Politik | Inland
09.07.2018

BVT: Wurden Belastungszeugen vom Innenministerium auf Aussagen vorbereitet?

Nach brisanter Anfragebeantwortung von Innenminister Kickl fordern die Neos dessen Entlassung durch Bundeskanzler Sebastian Kurz.

Die Affäre rund um die umstrittene Razzia im Bundesamt für Verfassungsschutz und Terrorismusbekämpfung (BVT) bekommt nun eine neue Dimension: In der Beantwortung einer parlamentarischen Anfrage der Neos-Sicherheitssprecherin Stephanie Krisper räumt Innenminister Herbert Kickl nun ein, dass drei BVT-Belastungszeugen vor ihren Einvernahmen bei der Korruptionsstaatsanwaltschaft zu „Anhörungen“ ins Innenministerium kamen.

So waren Zeuge H. und Zeuge W. zwei Mal beim zuständigen Kabinettsmitarbeiter Udo Lett. Der zweite Anhörungstermin diente zur „Ergänzung der Angaben“. Die dritte Zeugin P. wurde aber nur einmal angehört. Der Zeuge Nummer vier, ein hochrangiger BVT-Beamter, brauchte anscheinend keine „Vorbereitung“. Er verzichtete auf eine „Anhörung“ bei seinem Dienstgeber.

Diese „Anhörungen“ im Innenministerium fanden zwischen 31. Jänner und 16. Februar 2018 statt. Zum Teil war auch Kickls Generalsekretär Peter Goldgruber bei diesen „Besprechungen“ anwesend.
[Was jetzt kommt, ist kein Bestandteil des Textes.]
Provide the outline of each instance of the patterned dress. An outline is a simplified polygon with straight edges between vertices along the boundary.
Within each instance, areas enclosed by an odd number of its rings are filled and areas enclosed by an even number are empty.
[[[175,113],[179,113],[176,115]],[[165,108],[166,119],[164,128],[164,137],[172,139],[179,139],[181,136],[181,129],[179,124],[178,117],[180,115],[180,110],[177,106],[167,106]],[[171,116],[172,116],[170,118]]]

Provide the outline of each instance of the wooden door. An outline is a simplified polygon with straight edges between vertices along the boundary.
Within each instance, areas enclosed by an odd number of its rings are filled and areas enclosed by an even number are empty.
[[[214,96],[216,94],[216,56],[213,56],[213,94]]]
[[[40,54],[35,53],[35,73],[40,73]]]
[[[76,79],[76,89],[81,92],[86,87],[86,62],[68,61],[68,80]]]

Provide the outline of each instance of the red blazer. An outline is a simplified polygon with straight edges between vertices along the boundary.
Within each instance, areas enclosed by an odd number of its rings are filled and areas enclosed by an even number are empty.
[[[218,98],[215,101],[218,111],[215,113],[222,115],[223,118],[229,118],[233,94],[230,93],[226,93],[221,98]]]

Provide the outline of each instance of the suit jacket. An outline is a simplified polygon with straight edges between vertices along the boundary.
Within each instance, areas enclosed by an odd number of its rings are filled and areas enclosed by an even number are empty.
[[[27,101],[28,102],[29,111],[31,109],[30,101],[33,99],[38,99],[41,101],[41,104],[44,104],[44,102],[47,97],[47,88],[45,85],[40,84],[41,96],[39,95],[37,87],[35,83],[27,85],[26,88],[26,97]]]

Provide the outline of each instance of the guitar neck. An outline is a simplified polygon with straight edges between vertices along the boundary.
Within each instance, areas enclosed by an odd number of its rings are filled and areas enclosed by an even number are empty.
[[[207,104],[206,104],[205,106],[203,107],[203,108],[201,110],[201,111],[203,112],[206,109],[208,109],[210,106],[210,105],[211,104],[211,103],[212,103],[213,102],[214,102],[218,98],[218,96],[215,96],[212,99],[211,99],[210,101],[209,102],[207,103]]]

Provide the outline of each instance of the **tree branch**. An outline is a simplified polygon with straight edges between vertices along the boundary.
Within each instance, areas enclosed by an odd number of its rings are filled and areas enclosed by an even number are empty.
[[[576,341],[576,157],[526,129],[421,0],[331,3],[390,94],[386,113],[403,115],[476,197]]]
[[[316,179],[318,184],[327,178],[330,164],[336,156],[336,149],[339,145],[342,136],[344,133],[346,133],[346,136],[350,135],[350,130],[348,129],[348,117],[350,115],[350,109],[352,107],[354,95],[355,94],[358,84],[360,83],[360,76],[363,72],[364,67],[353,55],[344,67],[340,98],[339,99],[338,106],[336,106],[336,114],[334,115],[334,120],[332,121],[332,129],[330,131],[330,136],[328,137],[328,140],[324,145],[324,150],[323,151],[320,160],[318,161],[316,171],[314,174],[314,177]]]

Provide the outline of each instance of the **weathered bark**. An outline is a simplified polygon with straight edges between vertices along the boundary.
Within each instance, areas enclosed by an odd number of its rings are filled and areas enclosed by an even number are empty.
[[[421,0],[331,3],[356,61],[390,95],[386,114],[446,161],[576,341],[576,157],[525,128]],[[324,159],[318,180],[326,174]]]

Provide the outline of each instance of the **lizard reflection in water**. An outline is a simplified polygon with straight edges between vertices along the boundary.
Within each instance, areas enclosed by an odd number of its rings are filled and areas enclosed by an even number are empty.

Kickl selbst ist bereits Anfang Februar über diese Gesprächstermine informiert worden.

„Die Initiative zu allen diesen Anhörungen ging ausnahmslos von den Zeugenpersonen aus“, teilt Kickl dem Parlament mit.

Ein Widerspruch

Diese Aussage steht massiv im Widerspruch zu den Angaben der Zeugin P. Sie hatte bei der Einvernahme auf die Frage der Oberstaatsanwältin, warum sie heute zu einer Aussage bereit ist, geantwortet: „Herr Dr. Lett hat mir einfach gesagt, dass ich heute hier her kommen soll. Ich weiß allerdings noch nicht genau warum.“

Dazu muss man wissen, dass zwei Zeugen von Kickls Kabinettsmitarbeiter Udo Lett, in der Anfragebeantwortung auffälligerweise als "zuständiger Fachreferent des Generalsekretärs" bezeichnet, sogar zur Einvernahme begleitet wurden – er fungierte dabei als Vertrauensperson. „Es wurde nicht nur von zwei, sondern sogar von drei Zeugenpersonen um Begleitung zur Korruptionsstaatsanwaltschaft ersucht“, gibt Kickl zu.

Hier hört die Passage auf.